L’occasion semble pourtant bonne pour remettre sur la table ce point contenu dans les accords d’Oslo qui datent de 31 ans, depuis le 15 septembre 1993.
Biden se contente de parler vaguement “ (...) d’un meilleur avenir pour le peuple palestinien. Une histoire d’autodétermination, de dignité, de sécurité et de liberté”.
5- Quelles garanties pour contraindre Israël à respecter cet accord ?
“Si le Hamas ne respecte pas ses engagements dans le cadre de l’accord, Israël peut reprendre ses opérations militaires”, met en garde Joe Biden dans son discours.
“Mais l’Égypte et le Qatar m’ont assuré et ils continuent de travailler pour s’assurer que le Hamas ne le fasse pas. Les États-Unis contribueront à faire en sorte qu’Israël respecte également ses obligations”. Une promesse vague qui est loin de rassurer, étant donné les nombres de fois où Israël n’a pas respecté le droit international.

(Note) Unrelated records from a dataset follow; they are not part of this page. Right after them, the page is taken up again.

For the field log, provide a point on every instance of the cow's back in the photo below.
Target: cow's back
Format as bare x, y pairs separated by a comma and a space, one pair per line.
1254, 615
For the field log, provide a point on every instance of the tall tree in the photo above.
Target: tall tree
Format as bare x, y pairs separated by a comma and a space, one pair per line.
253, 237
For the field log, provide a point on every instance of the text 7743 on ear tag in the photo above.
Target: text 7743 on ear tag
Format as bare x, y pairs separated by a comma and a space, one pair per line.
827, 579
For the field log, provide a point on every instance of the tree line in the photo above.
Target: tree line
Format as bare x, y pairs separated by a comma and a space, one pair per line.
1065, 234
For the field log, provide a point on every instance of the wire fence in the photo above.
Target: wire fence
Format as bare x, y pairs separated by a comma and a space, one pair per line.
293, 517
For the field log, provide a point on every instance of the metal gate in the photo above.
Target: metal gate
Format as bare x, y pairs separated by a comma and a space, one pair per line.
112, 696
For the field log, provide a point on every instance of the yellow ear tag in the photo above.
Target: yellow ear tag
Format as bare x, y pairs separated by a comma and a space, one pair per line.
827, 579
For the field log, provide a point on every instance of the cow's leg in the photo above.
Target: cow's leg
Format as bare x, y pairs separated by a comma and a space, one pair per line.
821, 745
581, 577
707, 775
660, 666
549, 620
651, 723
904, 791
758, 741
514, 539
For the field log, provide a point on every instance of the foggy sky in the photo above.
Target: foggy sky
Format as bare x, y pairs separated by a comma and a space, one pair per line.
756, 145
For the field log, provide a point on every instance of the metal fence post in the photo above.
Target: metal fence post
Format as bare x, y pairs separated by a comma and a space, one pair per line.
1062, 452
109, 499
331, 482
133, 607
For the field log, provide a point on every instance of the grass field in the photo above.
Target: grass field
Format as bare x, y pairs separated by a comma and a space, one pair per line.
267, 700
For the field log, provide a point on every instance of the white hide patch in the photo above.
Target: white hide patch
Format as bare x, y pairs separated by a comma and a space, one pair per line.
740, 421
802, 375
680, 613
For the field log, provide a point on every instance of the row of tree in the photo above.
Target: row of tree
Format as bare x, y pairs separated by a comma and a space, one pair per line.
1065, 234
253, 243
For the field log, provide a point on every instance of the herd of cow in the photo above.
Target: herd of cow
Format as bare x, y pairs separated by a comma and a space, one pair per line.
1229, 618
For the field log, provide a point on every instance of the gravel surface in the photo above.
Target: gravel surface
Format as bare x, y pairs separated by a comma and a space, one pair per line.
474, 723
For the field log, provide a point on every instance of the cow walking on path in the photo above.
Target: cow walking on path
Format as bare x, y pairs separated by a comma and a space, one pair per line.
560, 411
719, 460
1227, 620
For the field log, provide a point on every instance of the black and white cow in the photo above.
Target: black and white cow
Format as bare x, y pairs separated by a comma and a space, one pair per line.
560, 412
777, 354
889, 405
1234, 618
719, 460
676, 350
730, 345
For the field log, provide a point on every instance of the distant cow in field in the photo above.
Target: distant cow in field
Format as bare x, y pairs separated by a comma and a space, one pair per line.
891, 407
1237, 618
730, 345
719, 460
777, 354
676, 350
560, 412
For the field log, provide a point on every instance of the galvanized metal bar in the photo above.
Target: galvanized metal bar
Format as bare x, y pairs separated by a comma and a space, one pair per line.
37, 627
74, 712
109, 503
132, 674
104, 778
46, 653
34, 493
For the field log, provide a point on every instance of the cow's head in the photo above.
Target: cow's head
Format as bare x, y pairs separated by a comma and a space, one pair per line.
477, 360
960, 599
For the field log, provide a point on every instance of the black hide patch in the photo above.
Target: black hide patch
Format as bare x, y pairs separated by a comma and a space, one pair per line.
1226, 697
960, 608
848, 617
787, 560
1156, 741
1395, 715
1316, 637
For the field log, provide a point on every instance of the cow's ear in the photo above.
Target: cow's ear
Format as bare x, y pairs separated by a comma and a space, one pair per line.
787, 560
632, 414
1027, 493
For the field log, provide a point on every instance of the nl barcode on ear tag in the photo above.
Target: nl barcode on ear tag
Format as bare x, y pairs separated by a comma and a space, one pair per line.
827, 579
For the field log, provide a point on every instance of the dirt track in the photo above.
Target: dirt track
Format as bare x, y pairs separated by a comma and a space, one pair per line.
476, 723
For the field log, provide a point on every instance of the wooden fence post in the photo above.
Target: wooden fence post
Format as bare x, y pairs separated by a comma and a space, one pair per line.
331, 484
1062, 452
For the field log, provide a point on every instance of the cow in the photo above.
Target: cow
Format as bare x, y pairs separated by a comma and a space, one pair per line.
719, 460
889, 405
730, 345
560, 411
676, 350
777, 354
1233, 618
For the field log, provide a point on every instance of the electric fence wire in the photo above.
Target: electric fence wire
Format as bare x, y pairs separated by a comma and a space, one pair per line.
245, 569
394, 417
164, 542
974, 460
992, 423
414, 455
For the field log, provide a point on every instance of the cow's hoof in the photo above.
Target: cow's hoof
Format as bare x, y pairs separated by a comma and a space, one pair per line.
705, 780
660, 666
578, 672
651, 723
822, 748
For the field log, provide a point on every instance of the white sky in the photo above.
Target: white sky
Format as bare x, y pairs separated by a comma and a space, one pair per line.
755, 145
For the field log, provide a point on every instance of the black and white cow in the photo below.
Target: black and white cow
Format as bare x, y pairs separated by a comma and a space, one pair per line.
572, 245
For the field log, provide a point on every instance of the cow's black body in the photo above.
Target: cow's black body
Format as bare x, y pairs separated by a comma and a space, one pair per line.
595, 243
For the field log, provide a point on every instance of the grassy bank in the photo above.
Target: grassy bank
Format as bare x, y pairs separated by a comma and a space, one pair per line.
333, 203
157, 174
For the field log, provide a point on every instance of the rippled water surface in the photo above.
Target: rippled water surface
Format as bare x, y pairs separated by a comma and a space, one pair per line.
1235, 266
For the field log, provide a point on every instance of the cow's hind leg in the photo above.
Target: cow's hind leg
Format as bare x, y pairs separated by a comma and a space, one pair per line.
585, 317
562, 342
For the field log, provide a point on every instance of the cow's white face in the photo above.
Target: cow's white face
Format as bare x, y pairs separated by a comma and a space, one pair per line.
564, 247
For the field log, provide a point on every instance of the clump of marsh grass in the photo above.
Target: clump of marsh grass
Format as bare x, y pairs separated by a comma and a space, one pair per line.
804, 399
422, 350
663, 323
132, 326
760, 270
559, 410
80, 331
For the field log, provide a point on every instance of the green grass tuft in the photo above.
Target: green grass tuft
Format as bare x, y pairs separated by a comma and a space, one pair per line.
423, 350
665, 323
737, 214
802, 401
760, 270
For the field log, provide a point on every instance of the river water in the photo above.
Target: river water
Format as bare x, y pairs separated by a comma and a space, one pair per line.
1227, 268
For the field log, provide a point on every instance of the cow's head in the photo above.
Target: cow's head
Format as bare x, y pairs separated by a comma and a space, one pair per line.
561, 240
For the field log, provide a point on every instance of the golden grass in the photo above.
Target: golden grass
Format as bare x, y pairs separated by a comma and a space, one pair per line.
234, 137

6 - L'énigme Netanyahu, épouvantail de la paix
D'après Yanir Cozin, correspondant diplomatique de la station de radio militaire israélienne, GLZ, cité par la BBC, M. Netanyahu ne mettra pas fin à la guerre tant qu’il ne pourra pas la présenter comme un succès.
“ S’il peut dire : ‘ Nous avons exilé Yahya Sinwar et Mohammed Deif (chef de la branche armée du Hamas), ils ne vivent pas à Gaza ‘ – et si les gens qui vivent près de Gaza et de la frontière nord peuvent rentrer – je pense qu’il peut garder son gouvernement uni. Mais il y a beaucoup de 'si'."
C’est à un véritable dilemme que Netanyahu est confronté. Renoncer à l’éradication du Hamas comme il le proclame- pour libérer les otages met en danger sa coalition et ses intérêts politiques.
Aura-t-il le courage de s'aliéner les soutiens des ministres d'extrême-droite Smotrich et Ben Gvir et de miser sur le soutien du ministre de la défense Benny Gantz, plutôt favorable au retour des otages ? Les faits démontrent son penchant pour ses alliés d’extrême droite.
7- Biden joue sa survie politique
En s’impliquant énergiquement dans l'aboutissement de ce “ plan de paix israélien”, Joe Biden semble jouer aussi son avenir politique immédiat.
Le locataire de la Maison Blanche est malmené dans les sondages pour la présidentielle, sous la pression des révoltes estudiantines et de l’opinion publique. Il ne peut non plus compter sur les minorités arabes et afro-américaines, à cause de son “soutien inconditionnel à Israël” dans sa guerre contre les Palestiniens à Gaza.
La réussite de cette médiation est somme toute, un tremplin inespéré pour conserver la direction de la Maison Blanche.